Appellant contends that Werz is an accomplice in the crime of burglary and that the trial court should have so held and taken the case from the jury, since there was no evidence of corroboration connecting appellant with the crime except that of Werz. It is contended that Werz aided and abetted in the commission of the crime because of the testimony of Hartman to the effect that he, knowing the burglary was to be committed, consented to the storing of the stolen property in his home, and aided in making the boxes in which the guns were placed. Hartman testified that prior to the bringing of the boxes containing the guns to Werz for storage, the boards used in making one of the boxes were obtained from the scrap pile at the place where Werz was employed and that Werz aided by throwing some of the boards on the truck. When this occurred is not stated, but the inference is rather clear from the following testimony that it was after and not before the burglary:

“Q. Who did you get them from [referring to the boards]? A. Well, we got them off the scrap pile there, that was there at the time.

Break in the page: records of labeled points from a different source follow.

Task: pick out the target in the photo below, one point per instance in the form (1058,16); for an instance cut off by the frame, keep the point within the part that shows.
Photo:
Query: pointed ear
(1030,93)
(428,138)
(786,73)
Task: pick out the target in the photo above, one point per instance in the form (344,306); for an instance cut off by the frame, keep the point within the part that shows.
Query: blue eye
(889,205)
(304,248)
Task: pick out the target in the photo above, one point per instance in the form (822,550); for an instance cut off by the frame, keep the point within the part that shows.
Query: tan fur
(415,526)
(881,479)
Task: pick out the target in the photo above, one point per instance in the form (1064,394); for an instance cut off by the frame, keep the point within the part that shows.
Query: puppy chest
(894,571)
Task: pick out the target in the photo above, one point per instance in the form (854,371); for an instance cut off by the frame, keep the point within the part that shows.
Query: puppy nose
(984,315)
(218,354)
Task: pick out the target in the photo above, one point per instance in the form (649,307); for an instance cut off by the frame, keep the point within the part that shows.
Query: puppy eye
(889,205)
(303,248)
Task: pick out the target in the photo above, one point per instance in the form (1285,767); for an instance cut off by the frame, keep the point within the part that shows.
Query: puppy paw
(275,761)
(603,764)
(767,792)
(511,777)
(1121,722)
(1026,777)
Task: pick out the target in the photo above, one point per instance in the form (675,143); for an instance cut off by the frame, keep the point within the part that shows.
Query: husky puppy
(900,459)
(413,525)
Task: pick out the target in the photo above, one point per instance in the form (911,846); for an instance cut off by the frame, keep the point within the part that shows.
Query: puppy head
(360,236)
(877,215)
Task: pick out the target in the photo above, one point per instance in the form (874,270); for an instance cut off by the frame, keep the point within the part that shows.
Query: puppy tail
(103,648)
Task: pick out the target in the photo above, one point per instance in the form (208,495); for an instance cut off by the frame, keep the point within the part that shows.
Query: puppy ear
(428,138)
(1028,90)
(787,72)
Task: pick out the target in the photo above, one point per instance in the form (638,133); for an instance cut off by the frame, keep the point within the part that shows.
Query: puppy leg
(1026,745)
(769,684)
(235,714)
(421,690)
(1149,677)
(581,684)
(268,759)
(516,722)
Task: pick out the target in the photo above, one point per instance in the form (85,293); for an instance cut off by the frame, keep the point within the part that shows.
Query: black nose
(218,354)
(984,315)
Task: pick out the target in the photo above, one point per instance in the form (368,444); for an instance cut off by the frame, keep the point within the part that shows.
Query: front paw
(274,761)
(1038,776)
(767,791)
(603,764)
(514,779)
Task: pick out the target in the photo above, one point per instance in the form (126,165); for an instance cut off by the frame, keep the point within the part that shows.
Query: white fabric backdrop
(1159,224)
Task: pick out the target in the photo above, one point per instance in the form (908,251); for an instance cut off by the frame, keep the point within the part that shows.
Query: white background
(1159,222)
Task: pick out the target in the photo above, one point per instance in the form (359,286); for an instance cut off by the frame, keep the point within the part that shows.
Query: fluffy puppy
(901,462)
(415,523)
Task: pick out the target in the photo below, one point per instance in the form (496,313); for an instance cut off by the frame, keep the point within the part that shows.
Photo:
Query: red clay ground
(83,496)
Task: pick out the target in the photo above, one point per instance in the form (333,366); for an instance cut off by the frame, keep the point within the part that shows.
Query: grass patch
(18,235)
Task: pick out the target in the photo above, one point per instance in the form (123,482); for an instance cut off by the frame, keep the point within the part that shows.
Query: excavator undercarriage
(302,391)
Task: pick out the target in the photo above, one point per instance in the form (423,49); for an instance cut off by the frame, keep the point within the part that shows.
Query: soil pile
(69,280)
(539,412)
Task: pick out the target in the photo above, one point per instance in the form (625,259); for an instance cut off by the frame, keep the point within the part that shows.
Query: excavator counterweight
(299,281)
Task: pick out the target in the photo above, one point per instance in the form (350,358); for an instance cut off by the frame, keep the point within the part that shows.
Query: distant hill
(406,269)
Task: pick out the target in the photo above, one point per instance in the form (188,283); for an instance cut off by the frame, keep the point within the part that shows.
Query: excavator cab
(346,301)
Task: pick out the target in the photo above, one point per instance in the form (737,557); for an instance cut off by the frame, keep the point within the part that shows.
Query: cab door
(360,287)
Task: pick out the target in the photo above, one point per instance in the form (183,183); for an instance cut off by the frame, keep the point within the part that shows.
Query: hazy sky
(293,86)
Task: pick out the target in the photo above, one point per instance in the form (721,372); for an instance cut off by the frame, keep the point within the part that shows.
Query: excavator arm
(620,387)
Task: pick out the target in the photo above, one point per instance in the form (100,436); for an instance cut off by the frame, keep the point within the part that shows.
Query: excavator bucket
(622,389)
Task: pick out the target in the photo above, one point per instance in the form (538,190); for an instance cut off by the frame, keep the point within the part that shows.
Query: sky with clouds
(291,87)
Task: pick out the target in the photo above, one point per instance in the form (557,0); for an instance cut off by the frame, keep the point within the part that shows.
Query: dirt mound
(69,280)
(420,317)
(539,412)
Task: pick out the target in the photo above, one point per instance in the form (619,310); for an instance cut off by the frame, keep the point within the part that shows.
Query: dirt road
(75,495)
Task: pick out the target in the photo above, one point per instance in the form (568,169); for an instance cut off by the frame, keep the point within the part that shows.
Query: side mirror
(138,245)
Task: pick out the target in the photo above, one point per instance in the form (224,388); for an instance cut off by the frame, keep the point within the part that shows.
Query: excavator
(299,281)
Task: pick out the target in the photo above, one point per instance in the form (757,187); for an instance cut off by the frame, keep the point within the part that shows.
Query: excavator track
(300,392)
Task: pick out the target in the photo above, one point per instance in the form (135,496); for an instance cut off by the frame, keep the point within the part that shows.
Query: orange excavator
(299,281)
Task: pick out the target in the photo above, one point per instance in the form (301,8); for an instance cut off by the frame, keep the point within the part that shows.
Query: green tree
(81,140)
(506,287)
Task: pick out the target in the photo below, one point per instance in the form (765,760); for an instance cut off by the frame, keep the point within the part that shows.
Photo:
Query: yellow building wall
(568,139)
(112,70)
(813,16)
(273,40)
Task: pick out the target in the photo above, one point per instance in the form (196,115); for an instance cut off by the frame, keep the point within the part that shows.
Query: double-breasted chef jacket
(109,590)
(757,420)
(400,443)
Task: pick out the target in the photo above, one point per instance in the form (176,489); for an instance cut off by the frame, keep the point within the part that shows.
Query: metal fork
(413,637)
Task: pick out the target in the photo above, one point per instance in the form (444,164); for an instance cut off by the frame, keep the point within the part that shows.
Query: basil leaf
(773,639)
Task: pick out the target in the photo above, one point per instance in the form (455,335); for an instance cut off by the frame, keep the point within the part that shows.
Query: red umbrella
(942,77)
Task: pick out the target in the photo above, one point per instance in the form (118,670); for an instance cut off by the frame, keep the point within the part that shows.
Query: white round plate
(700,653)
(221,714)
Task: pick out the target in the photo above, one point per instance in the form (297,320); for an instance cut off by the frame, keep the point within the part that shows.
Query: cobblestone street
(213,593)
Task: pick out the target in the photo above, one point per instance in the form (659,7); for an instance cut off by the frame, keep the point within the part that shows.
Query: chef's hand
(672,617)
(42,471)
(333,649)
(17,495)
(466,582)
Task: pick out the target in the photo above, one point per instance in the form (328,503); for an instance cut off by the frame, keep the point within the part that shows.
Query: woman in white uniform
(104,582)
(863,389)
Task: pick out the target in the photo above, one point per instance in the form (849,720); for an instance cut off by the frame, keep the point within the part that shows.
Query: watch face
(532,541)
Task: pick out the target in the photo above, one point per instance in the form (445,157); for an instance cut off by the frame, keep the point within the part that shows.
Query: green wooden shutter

“Q. Dee Werz was there at the time? A. Yes.
“Q. He got the boards for you, didn’t he? A. We picked them up between us and threw them on the truck.
“Q. He was there at the time? A. Yes sir.
“Q. Was anything said about what those boards were for? A. I believe we said that we were going to make some boxes with them.
“Q. Anything said about what you wanted the boxes for? A. Well, we told him we had some ‘hot stuff’ we were going to put in them.
“Q. Did you tell him what you had? A. I can’t remember. I think we did.
“Q. What did you tell him? A. I told him we made the Western Arms.
*544 “Q. Do you want to say that Johnny Bowman was with you when you got the wood? A. He was.
“Q. When you got the wood to make the boxes? A. Yes.
“Q. Had you previously talked to Dee Werz about taking these boxes with guns in down to his home? A. Well, not exactly. * * *
“Q. Well, you took these boxes down to Dee Werz’s home, did you? A. Yes sir.
“Q. What arrangement had you made with him before that time about taking the boxes to his home? * * * * A. The subject was brought up at a time prior to that, that in case that we got anything we could leave it in his house, but the fact of making arrangements to leaving the guns there, there wasn’t any arrangement made before it was taken.
“Q. The arrangement was made to leave anything there, was it? A. Yes.
“Q. And you did leave the guns there? A. When we got these rifles, we did.
“Q. Did you talk to him about what was in those boxes? A. I think we did. * * *
“Q. Did you tell him there were guns in there? A. I think we did.
“Q. Did you say anything to Mr. Werz about this Western Arms burglary before it took place? A. Well, I won’t say for certain we mentioned the Western Arms in particular. We mentioned getting some guns.
“Q. You didn’t mention the Western Arms to him particularly? A. No, not particularly.”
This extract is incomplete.